MARIE JOSEPH LOUIS ADOLPHE THIERS (15 April 1797-3 September 1877) was a French statesman and historian. He was the second elected President of France, and the first President of the French Third Republic.
Thiers served as a prime minister in 1836, 1840 and 1848. He was a vocal opponent of Emperor Napoleon III, who reigned from 1848-71. Following the defeat of France in the Franco-German War, which he opposed, he was elected chief executive of the new French government, negotiated the end of the war, and, when the Paris Commune seized power in that city in March 1871, gave the orders to the army for its suppression. He was named President of the Republic by the French National Assembly in August 1871. Opposed by the royalists in the French assembly and the left wing of the Republicans, he resigned on May 24, 1873, and was replaced as President by Patrice de MacMahon, Duke of Magenta.
He died in Saint-Germain-en-Laye in 1877 aged 80.
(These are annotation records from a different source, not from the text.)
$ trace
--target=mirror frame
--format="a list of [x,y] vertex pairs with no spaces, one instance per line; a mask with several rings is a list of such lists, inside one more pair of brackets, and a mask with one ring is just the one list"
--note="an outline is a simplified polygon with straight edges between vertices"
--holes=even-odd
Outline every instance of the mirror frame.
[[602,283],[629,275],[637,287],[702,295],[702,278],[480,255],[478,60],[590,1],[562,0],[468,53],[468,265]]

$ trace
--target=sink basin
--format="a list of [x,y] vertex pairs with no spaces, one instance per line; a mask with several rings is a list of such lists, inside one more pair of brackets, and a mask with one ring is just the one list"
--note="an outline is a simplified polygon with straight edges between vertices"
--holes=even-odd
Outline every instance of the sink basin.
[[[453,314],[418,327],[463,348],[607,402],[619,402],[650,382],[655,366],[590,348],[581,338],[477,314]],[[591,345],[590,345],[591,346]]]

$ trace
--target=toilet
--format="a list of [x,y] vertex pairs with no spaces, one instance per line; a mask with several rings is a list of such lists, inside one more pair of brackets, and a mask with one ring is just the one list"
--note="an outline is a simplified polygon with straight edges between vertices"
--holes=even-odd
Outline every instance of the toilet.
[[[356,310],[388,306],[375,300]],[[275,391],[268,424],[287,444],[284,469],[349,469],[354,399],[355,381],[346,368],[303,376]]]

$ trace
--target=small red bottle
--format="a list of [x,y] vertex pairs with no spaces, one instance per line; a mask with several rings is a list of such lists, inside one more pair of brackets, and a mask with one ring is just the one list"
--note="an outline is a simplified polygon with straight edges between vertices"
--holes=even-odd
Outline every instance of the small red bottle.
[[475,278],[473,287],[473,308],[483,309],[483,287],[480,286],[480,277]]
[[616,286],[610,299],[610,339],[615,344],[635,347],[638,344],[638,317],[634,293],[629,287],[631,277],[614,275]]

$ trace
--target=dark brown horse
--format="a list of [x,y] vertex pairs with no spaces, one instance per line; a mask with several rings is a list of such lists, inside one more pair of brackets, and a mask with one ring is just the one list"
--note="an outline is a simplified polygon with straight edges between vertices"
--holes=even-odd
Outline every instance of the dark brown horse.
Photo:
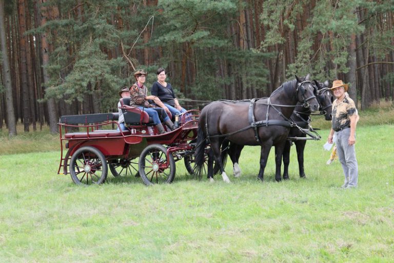
[[[320,115],[324,115],[326,120],[331,120],[331,106],[333,100],[333,96],[329,91],[328,82],[326,81],[324,83],[321,83],[314,80],[313,84],[317,91],[316,95],[319,104]],[[299,103],[290,118],[291,121],[297,124],[298,126],[290,128],[288,137],[297,138],[294,140],[294,144],[296,145],[297,151],[297,159],[301,177],[305,177],[304,169],[304,151],[307,139],[306,132],[310,131],[310,110],[309,108],[304,108],[301,103]],[[303,131],[300,130],[299,127],[304,130]],[[312,135],[313,136],[313,134]],[[308,138],[312,139],[312,138],[309,137]],[[285,179],[289,178],[288,170],[291,146],[291,141],[288,139],[285,145],[283,151],[283,164],[284,165],[283,179]],[[241,171],[239,164],[241,152],[244,146],[243,145],[238,145],[234,143],[230,144],[229,141],[226,139],[224,140],[222,145],[222,160],[224,163],[226,161],[227,154],[228,153],[233,164],[233,174],[234,177],[241,176]],[[218,170],[217,166],[215,166],[214,173],[217,173]]]
[[[282,154],[290,131],[289,118],[298,102],[312,111],[319,109],[316,90],[308,76],[283,84],[268,98],[254,103],[214,102],[207,105],[200,116],[197,147],[195,153],[198,170],[205,160],[207,143],[219,166],[223,180],[230,183],[223,169],[221,146],[226,138],[238,145],[260,145],[260,169],[258,178],[263,180],[271,147],[275,146],[275,179],[281,179]],[[213,167],[208,167],[213,170]]]

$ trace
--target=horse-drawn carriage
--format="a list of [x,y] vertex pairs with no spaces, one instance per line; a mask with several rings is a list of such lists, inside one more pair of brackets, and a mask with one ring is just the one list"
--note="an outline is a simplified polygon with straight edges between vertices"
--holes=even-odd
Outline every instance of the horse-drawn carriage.
[[63,169],[63,173],[69,173],[76,184],[101,184],[109,167],[114,176],[135,174],[147,185],[170,183],[175,176],[175,161],[183,158],[187,170],[193,173],[190,156],[195,146],[192,141],[197,135],[199,111],[187,111],[180,116],[178,128],[167,128],[167,133],[160,134],[146,112],[123,106],[128,105],[127,99],[121,99],[127,131],[120,129],[117,112],[60,118],[58,174]]
[[[270,149],[275,146],[275,179],[280,180],[281,163],[286,141],[307,139],[305,134],[310,138],[320,139],[308,132],[311,129],[309,120],[301,115],[309,118],[311,111],[320,109],[328,119],[331,114],[330,111],[323,110],[330,109],[332,101],[332,95],[327,92],[328,84],[310,82],[308,76],[296,78],[284,84],[268,98],[253,99],[249,102],[214,102],[203,109],[201,116],[198,110],[188,111],[181,115],[179,128],[173,131],[167,128],[167,132],[161,134],[146,112],[125,106],[129,105],[128,98],[121,99],[121,109],[128,127],[126,131],[119,130],[117,113],[63,116],[59,123],[62,154],[58,173],[63,167],[63,173],[70,173],[75,184],[101,184],[107,178],[109,167],[114,176],[135,172],[144,184],[150,185],[171,183],[175,176],[175,163],[182,158],[190,174],[201,176],[202,173],[212,179],[214,160],[216,171],[220,170],[223,179],[229,182],[221,156],[221,152],[225,151],[221,148],[225,138],[235,147],[233,153],[229,154],[237,166],[242,146],[262,147],[258,176],[260,179]],[[294,110],[296,107],[307,111]],[[309,128],[298,125],[291,117],[293,113]],[[119,129],[104,129],[108,126]],[[302,134],[293,133],[293,136],[299,137],[289,137],[292,128]],[[69,131],[75,128],[84,130]],[[305,141],[300,144],[300,150],[297,147],[299,155],[303,152]],[[64,157],[64,145],[68,149]],[[232,151],[231,147],[229,149]],[[288,154],[286,156],[285,174]],[[300,176],[303,176],[303,157],[299,157]],[[206,166],[206,170],[202,169]],[[284,176],[288,178],[287,174]]]

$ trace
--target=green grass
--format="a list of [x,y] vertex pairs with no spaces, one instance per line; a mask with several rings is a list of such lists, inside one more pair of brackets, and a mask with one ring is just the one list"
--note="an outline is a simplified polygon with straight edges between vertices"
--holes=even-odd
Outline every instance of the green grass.
[[152,187],[111,175],[78,187],[56,174],[57,151],[1,155],[0,262],[394,262],[394,126],[358,127],[359,187],[346,190],[320,133],[307,179],[292,149],[279,183],[272,151],[256,179],[259,147],[243,151],[241,178],[228,164],[233,184],[192,179],[181,161],[173,184]]

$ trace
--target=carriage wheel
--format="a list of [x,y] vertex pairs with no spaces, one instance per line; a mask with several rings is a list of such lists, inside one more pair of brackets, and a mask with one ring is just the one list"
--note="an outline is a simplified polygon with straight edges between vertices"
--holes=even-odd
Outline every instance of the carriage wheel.
[[140,173],[138,172],[138,161],[135,159],[121,158],[115,160],[111,164],[108,164],[108,166],[112,175],[115,177],[133,174],[135,177],[140,177]]
[[105,181],[107,173],[105,157],[94,147],[82,147],[71,157],[70,173],[77,185],[100,185]]
[[168,158],[167,149],[160,144],[148,146],[140,155],[140,175],[147,186],[170,184],[175,177],[175,160],[172,154]]
[[[208,175],[208,154],[206,152],[204,153],[204,165],[203,165],[203,167],[201,169],[201,174],[200,175],[202,177],[206,176]],[[186,167],[188,172],[191,175],[195,175],[197,174],[197,172],[196,171],[197,167],[194,164],[194,156],[192,155],[186,156],[185,156],[185,158],[184,158],[183,160],[185,162],[185,167]],[[214,160],[214,167],[216,166],[215,165],[215,162]],[[219,169],[218,170],[219,170]],[[216,174],[216,173],[214,174]]]

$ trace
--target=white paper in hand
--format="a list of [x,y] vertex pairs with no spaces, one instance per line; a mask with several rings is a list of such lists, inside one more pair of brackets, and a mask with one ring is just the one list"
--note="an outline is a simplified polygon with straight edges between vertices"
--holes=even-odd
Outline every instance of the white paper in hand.
[[329,144],[327,141],[325,144],[324,144],[324,145],[323,146],[323,147],[324,148],[324,150],[326,151],[329,151],[331,150],[331,148],[332,147],[333,144]]

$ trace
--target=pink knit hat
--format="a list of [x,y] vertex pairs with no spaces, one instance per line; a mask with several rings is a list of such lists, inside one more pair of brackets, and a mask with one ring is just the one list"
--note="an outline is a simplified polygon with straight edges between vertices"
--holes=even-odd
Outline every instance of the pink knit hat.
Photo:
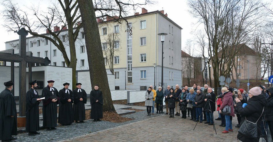
[[258,96],[262,94],[262,91],[260,90],[260,88],[259,87],[253,87],[250,89],[249,92],[253,96]]

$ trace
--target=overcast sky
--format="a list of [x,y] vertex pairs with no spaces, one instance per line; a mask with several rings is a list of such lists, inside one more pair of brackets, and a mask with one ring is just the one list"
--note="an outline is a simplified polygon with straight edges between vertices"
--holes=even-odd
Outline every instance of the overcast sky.
[[[32,5],[35,7],[39,6],[39,9],[46,8],[47,3],[49,3],[49,0],[32,0],[32,1],[23,0],[12,0],[13,2],[18,3],[22,5],[21,8],[27,10],[25,5],[29,7]],[[144,6],[143,7],[147,9],[148,12],[156,10],[164,10],[165,13],[168,14],[168,17],[182,27],[181,30],[182,47],[183,47],[187,39],[191,37],[191,31],[194,30],[192,27],[195,27],[194,23],[195,21],[188,12],[187,1],[185,0],[172,0],[167,1],[158,0],[158,2],[152,6]],[[3,7],[0,6],[0,11],[2,11]],[[139,8],[137,12],[141,13],[141,9]],[[28,11],[28,14],[33,15],[32,13]],[[133,15],[133,13],[132,15]],[[2,17],[1,17],[2,18]],[[19,38],[18,35],[12,32],[7,32],[7,29],[2,25],[3,23],[3,20],[0,20],[0,51],[5,49],[5,42]]]

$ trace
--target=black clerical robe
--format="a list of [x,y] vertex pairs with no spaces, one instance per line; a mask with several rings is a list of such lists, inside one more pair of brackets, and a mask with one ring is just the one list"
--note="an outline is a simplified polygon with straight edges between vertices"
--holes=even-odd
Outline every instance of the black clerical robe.
[[14,97],[5,89],[0,93],[0,140],[9,139],[11,135],[17,135],[17,113]]
[[[45,97],[43,100],[43,125],[45,128],[53,128],[57,126],[57,104],[60,100],[60,96],[57,89],[52,87],[54,90],[48,85],[43,89],[42,96]],[[57,96],[57,101],[55,102],[51,101],[52,99],[50,97],[54,95]]]
[[26,92],[26,131],[27,132],[35,132],[39,130],[39,104],[40,102],[37,101],[39,96],[38,92],[32,88]]
[[[68,89],[67,90],[64,88],[60,90],[59,94],[60,104],[58,122],[64,125],[70,124],[74,122],[74,113],[72,107],[74,99],[73,93],[71,90]],[[70,102],[68,101],[69,99],[71,99]]]
[[[97,100],[99,101],[96,102]],[[102,92],[98,90],[91,91],[90,104],[91,105],[90,118],[94,119],[102,118],[102,105],[103,105]]]
[[[85,120],[85,109],[84,104],[87,100],[87,94],[85,91],[82,89],[76,88],[73,90],[74,95],[74,120],[76,121],[82,121]],[[80,99],[82,98],[82,101]]]

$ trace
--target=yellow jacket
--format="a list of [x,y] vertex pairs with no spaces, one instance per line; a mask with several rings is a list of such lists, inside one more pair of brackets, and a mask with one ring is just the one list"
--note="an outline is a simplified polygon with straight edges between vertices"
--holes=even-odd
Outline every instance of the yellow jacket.
[[152,90],[153,92],[153,100],[155,100],[155,97],[156,96],[156,91],[154,89]]

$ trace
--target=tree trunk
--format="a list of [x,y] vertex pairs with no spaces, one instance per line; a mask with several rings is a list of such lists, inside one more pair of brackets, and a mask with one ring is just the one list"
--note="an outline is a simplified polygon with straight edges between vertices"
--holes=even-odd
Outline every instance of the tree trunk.
[[86,37],[85,44],[92,88],[96,84],[103,91],[103,111],[115,112],[111,97],[102,53],[99,27],[92,0],[79,0],[80,11]]

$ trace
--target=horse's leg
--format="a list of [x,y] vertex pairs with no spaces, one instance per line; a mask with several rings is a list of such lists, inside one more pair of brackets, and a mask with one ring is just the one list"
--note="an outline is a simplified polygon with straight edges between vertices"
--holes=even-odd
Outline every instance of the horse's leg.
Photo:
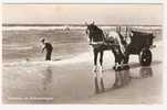
[[94,48],[94,68],[93,70],[96,72],[97,70],[97,55],[98,55],[98,51],[96,48]]
[[101,51],[100,64],[101,64],[101,72],[103,72],[103,51]]
[[102,91],[105,91],[103,78],[101,78],[101,87],[102,87]]
[[95,92],[98,94],[98,92],[100,92],[100,87],[98,87],[98,79],[97,79],[97,76],[94,77],[94,84],[95,84]]
[[113,69],[116,69],[116,68],[117,68],[117,65],[118,65],[118,55],[117,55],[117,50],[116,50],[116,47],[112,47],[112,52],[113,52],[114,57],[115,57],[115,65],[114,65]]

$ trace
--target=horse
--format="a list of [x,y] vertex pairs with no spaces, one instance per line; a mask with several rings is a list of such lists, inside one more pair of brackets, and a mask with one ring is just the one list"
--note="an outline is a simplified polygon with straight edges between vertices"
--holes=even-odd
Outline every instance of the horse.
[[123,67],[125,62],[125,45],[126,42],[123,36],[117,32],[108,32],[104,33],[102,29],[100,29],[94,23],[86,24],[86,35],[88,35],[90,45],[93,47],[94,53],[94,68],[93,70],[97,70],[97,56],[100,54],[100,68],[103,70],[103,54],[106,50],[112,50],[115,57],[115,66],[113,67],[115,70],[119,70]]

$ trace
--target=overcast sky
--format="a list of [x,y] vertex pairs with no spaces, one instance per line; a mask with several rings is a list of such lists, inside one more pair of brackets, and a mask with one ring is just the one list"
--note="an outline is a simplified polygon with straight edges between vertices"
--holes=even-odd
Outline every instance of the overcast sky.
[[3,23],[163,24],[161,4],[2,4]]

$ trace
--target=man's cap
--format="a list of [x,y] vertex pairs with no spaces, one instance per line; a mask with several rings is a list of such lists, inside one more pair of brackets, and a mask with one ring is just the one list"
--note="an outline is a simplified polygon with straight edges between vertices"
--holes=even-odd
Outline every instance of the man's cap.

FREDERIC SHOBERL (1775-1853) was an English journalist, editor, translator, writer and illustrator.
Shoberl was the founding editor of Ackermann’s Forget-Me-Not, the first literary annual, issued at Christmas for 1823, and translated The Hunchback of Notre Dame. He created his own hand-colored engravings for The World in Miniature: Hindoostan (1820s).
Shoberl died at Thistle Grove, Brompton, London, on 5 March 1853.